[Emma, LI Dongyi]
It is said that entrepreneurs can have thriving businesses in a bad economy and the trick is to choose the right business. I’m glad that our business-owner Ruben chose a business that can basically weather any bad economies or recessions — barbering, as apparently no matter if you are poor or rich, you grow hair.
Now, before I start to describe what I observed in Jagna Barber Shop, I’d like to spend a whole paragraph to blame Anchit, my dear work partner, who was stupid enough to drop his phone in water during a “cave-exploring adventure”. If you find this passage very boring to read, that’s because he lost all the good pictures we took, especially the ones of me having a haircut in the shop on the first day we came there.
But yea, I feel both honored and satisfied after becoming the first female customer ever in Jagna Barber Shop’s 20 years history. I chose Toto as my barber for he has the best record on Ruben’s little board hanging in the shop showing the number of haircuts each barber have given during the day. And also because Ruben kept telling me Toto is good at trimming girls’ hair, which I later found a lie as Toto has probably never cut any girl’s hair before (one point for you, Ruben).
The experience of getting my hair cut by Toto was no worse than those I had in Hong Kong. Actually I would recommend any girl in Jagna to get a haircut there but I know they would still prefer the “all-female salons” in the market (probably because of their conservative culture). But that is totally fine as simplicity is the ultimate sophistication. It is never a bad choice for a barber shop to focus on its core: men’s haircuts and haircuts for men. As unconventional as the business structure of barber shops is, focusing on doing one thing well and not confusing the market with a lot of services can give the owner more time to focus on the operations and finances — and even better, on the basketball games and Indian lotteries.

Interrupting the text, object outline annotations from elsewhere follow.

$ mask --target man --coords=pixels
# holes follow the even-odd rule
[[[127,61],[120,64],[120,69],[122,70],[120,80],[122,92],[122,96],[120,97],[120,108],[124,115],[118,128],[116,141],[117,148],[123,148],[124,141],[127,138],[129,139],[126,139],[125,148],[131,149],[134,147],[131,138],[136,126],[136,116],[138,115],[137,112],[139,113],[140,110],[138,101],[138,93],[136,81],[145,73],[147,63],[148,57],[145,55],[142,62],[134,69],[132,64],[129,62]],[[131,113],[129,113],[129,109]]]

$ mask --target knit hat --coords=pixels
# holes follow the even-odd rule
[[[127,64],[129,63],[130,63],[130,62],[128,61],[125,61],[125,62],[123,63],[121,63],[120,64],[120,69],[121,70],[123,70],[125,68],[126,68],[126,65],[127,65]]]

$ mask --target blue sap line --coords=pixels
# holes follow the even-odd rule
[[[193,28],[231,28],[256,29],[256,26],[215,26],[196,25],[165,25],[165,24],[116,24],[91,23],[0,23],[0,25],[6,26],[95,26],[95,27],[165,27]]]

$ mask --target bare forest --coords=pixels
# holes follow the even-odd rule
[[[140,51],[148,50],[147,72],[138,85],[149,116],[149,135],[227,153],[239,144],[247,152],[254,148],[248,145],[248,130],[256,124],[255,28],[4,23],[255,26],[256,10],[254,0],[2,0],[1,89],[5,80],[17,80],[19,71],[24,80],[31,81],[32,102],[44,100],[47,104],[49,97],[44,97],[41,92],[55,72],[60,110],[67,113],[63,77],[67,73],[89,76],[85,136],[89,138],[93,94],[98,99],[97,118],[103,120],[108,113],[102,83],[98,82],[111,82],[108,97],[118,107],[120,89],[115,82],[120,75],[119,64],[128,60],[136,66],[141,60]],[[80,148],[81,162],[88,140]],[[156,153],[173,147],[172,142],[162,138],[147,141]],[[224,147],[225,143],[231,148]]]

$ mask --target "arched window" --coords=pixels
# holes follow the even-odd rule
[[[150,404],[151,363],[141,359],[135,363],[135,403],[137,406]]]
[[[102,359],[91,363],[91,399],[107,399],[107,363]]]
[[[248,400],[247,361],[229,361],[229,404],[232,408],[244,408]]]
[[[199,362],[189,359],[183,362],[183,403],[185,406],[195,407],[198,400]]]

“If you fulfill the wishes of your employees, the employees will fulfill your visions.” ― Amit Kalantri.
Instead of attempting to drum up customers by some fancy marketing or shop refurbishing (though the shabby corner shop can really use some refurbishment to live up to such a nice location), Ruben really impressed me with two things: he knows how to recruit and keep good barbers, and he knows how to set a perfectly relaxing but still manly ambiance for his customers.
Just like most barber shops in the rest of the world, the majority of people coming to Jagna Barber Shop are “SUKIs”, as in English, “regular/frequent customers”. With good communication and relationship building skills, barbers can be your friends, confidantes and trusted service providers. That’s why good barbers are real treasure to barber shops: they bring their SUKIs with them when they join, and they offer customers the just-right services that would make them feel comfortable of going back and bring some more friends along with them. During our conversation I can tell that Ruben was so proud that he managed to dig his all-star barber Toto from the big rival Bonnie’s, which came up in the conversation later when Toto joked that “people in Philippines are very friendly and hospitable, except those in the Bonnie’s”. A TV is also present in Jagna Barber Shop (we were told that the cable almost takes half of the monthly expense) for the guys to watch NBA on ESPN, and some insider betting are going on among the barbers and some SUKIs when there’s a big game. And I noticed that another good barber Mars knows what he’s doing as well, for after a haircut he always offers his best customers a little extra, like a quick trim around ears (a little bit regret that I didn’t choose Mars as my barber since I do have one chin hair that kind of needs to be taken care of. Just one, I swear…).
So back to the first thing I said, I’m glad that Ruben made a smart decision to enter into barbering business and that he is actually doing quite well right now. Though I don’t think he actually “chose” to become a barber as I may have overheard something when I was binge-viewing the beautiful scene of a busy morning in Jagna market that Ruben’s father was a barber himself when he was around. But hey, who am I to judge, countless lawyers became lawyers just because some family members are lawyers; I chose accounting major just because my parents asked me to. Maybe it’s true that most of the poor run their own businesses because they have no other options. But how many of us are really wise enough to take time to sit down and think what we want to be or what we could be before we make our life decisions?